Après un apprentissage effectué à Genève et à Bâle, le typographe Jean Jannon (1580-1658) s’installe en 1607 à Paris, rue Saint-Jean-de-Latran, à l’enseigne de la Rose Rouge. Très impliqué dans les milieux réformés, il devient en 1610 imprimeur du prince et de l’Académie de Sedan, tout en conservant, parallèlement, son imprimerie parisienne. Graveur de caractères talentueux, il se fait notamment connaître pour ses ouvrages de très petit format, composés à l’aide d’un caractère de corps 5, dit « lettre sedannoise ». Le spécimen de 1621 présente cinq corps de lettres de deux points et dix corps de lettres romaines avec leur italique, dont la forme dérive directement des meilleurs modèles du siècle précédent et notamment des romains de Claude Garamont.

54. Matrices des « caractères de l’Université », romain et italique, corps 36. Paris : atelier de Jean Jannon, 1641.

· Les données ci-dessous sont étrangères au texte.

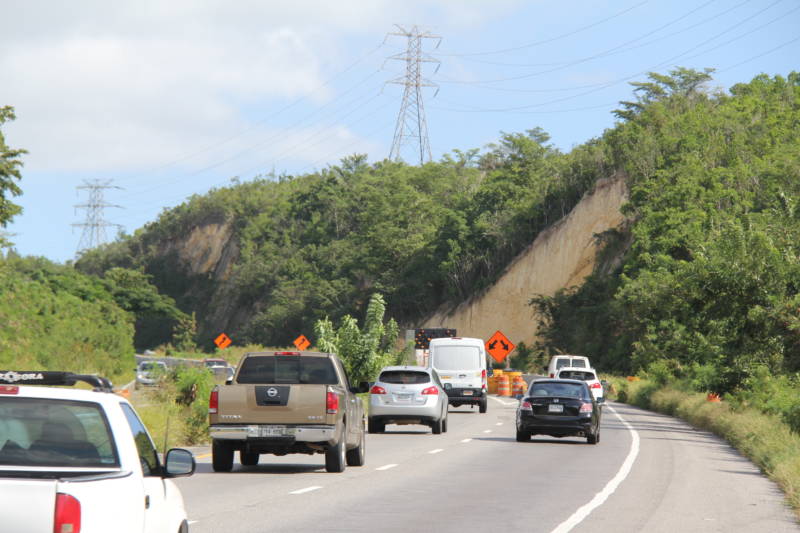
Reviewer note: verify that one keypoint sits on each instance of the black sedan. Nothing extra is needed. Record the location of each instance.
(559, 408)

En mars 1641, Sébastien Mabre-Cramoisy, directeur de l’Imprimerie royale, commande à Jean Jannon « six frappes de matrices assavoir gros et petits canons, gros parangons et leurs italiques avec trois moules pour fondre les caracteres ». Ces matrices ont la particularité d’être curieusement frappées à l’envers (la lettre se trouvant pour ainsi dire la tête en bas par rapport au sens habituel). Ces matrices seront conservées dans le fonds de l’Imprimerie royale sous le nom de « Caractères de l’Université ». Elles seront, deux siècles plus tard, attribuées à tort à Garamont (n° 65).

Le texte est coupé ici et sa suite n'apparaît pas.